Charles R. Berger was an American professor emeritus of communication at the University of California, Davis. Berger died on September 25, 2018, from health complications arising from cancer.

Education 

Berger received his B.S. in Psychology from Pennsylvania State University. After completing his undergraduate studies, he attended Michigan State University where he received his M.A. and Ph.D. in Communication.

Career 

He was a Fellow and former president of the International Communication Association. Berger was best known for his formulation of uncertainty reduction theory.

His research interests included message production processes and the processing of threat-related messages by intuitive and rational systems.

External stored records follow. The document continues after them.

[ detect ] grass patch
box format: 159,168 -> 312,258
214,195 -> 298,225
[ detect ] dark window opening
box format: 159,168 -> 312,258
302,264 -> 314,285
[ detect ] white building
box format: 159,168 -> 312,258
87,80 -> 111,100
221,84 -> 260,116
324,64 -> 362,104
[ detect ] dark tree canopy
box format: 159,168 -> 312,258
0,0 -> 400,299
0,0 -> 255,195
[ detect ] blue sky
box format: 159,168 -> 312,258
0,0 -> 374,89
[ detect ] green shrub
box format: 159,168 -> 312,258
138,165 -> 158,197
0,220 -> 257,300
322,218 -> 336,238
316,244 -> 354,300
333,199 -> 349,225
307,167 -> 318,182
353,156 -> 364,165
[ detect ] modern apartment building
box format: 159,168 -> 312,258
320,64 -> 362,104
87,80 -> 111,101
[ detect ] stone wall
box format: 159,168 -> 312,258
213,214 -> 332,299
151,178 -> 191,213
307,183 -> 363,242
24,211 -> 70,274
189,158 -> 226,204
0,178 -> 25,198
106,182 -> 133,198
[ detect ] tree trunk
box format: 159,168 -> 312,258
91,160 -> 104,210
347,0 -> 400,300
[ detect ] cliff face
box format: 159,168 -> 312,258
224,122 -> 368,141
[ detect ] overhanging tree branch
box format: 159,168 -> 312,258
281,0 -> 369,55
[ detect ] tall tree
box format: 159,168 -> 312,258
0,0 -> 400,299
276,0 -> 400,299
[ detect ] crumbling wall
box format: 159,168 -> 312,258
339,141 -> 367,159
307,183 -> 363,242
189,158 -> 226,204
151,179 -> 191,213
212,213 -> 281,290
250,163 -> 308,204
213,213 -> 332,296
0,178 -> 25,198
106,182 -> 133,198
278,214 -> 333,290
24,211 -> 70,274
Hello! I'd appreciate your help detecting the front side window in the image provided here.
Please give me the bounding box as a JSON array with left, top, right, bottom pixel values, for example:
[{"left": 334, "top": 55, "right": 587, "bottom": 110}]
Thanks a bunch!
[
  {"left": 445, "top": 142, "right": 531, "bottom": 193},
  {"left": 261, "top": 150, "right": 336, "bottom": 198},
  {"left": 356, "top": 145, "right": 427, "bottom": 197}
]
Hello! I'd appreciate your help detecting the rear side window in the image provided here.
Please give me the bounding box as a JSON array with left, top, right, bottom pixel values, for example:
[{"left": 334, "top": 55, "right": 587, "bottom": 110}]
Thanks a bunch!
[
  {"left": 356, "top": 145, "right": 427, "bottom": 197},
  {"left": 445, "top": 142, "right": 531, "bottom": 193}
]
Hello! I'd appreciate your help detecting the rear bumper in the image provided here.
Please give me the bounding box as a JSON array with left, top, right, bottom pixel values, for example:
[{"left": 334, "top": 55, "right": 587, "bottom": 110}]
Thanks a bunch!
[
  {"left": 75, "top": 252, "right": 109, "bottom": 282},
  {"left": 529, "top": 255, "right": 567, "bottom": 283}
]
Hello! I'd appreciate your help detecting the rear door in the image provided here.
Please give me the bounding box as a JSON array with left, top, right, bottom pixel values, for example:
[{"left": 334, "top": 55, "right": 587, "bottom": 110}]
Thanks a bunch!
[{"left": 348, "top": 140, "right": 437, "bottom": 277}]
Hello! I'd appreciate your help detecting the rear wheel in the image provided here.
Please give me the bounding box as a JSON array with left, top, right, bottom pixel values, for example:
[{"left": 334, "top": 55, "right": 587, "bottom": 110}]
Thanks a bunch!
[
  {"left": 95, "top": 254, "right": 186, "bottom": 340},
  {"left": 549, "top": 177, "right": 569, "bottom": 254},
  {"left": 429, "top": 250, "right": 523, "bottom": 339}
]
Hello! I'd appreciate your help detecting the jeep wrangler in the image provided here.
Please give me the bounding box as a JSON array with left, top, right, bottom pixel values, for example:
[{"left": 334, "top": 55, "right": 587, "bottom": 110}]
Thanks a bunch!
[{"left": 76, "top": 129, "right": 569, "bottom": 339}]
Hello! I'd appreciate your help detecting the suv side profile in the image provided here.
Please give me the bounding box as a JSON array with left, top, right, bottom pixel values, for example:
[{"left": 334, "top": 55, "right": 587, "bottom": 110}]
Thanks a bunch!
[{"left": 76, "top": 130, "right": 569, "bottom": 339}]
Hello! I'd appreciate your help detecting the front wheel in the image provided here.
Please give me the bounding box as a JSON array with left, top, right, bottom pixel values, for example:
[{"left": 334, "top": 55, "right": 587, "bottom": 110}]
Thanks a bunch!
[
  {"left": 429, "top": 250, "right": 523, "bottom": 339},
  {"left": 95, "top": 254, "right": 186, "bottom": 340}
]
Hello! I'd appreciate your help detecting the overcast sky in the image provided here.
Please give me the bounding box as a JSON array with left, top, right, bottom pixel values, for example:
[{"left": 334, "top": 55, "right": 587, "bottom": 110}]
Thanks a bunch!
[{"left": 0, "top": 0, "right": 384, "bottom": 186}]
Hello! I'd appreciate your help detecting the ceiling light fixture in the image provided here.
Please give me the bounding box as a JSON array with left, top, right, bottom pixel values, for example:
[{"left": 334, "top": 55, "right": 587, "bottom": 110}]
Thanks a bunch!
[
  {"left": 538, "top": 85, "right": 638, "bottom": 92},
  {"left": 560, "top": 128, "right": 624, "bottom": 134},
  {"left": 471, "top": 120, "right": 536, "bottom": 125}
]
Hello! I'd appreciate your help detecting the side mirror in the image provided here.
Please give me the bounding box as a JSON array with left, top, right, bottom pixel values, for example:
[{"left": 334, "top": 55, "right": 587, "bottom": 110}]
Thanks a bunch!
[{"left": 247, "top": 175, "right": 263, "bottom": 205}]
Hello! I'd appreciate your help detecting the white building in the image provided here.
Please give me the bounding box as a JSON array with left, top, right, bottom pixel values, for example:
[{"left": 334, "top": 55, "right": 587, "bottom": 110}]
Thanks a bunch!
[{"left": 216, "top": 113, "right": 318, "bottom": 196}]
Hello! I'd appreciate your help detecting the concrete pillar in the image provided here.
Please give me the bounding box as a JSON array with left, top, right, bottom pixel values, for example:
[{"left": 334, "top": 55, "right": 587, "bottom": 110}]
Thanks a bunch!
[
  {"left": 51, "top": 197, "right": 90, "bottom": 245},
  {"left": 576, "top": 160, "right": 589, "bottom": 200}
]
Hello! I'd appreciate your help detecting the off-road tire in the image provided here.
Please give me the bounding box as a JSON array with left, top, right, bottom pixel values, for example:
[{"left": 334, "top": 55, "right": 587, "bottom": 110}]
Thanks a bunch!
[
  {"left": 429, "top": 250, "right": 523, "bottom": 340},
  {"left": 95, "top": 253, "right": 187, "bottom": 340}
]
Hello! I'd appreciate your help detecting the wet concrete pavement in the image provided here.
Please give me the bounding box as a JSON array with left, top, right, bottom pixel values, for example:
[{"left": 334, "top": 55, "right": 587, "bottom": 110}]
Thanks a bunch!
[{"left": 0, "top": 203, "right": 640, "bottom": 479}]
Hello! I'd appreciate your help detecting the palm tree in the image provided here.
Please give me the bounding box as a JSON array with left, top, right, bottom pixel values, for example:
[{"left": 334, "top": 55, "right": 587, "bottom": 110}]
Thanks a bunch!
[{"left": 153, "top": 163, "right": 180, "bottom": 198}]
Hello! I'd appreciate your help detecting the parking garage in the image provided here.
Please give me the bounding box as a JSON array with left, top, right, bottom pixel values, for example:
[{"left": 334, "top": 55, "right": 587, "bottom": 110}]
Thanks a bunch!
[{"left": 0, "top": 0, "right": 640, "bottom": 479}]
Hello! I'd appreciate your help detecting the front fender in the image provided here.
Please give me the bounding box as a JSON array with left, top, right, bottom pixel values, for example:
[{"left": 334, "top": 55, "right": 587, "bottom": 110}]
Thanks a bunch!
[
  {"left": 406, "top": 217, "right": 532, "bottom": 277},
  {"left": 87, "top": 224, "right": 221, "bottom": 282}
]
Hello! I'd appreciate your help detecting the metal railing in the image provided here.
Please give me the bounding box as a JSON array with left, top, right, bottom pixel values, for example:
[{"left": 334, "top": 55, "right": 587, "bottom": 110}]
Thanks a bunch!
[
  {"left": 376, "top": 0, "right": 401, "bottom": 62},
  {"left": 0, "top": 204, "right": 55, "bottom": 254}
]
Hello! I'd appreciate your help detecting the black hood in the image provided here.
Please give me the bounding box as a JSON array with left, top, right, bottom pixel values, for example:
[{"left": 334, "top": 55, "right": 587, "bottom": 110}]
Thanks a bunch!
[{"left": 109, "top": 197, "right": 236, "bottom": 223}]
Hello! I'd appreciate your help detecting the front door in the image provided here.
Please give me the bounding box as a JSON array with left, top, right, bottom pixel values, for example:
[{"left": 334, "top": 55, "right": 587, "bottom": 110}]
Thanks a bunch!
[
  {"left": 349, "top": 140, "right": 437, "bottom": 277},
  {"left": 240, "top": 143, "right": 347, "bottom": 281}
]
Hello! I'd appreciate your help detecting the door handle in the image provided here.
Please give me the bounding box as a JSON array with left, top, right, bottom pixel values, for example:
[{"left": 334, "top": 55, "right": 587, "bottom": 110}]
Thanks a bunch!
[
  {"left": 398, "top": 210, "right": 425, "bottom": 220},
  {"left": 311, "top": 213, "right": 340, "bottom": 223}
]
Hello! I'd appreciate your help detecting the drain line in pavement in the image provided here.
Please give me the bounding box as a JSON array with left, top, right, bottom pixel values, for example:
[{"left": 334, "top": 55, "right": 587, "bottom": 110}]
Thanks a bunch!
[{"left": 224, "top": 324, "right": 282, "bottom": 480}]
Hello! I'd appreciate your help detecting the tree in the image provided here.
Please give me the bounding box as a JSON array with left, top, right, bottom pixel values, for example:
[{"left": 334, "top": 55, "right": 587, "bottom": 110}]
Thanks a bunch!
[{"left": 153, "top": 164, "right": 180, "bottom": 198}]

He was the former editor of Human Communication Research and co-editor (with Sandra Ball Rokeach) of Communication Research. He was a member of several editorial boards of communication journals. He also was an area editor for the International Encyclopedia of Communication.

He was a Fellow and a Past President of the International Communication Association. He was a co-recipient (with Judee Burgoon) of NCA's Mark Knapp Award.
Berger lived in Davis, California with his wife.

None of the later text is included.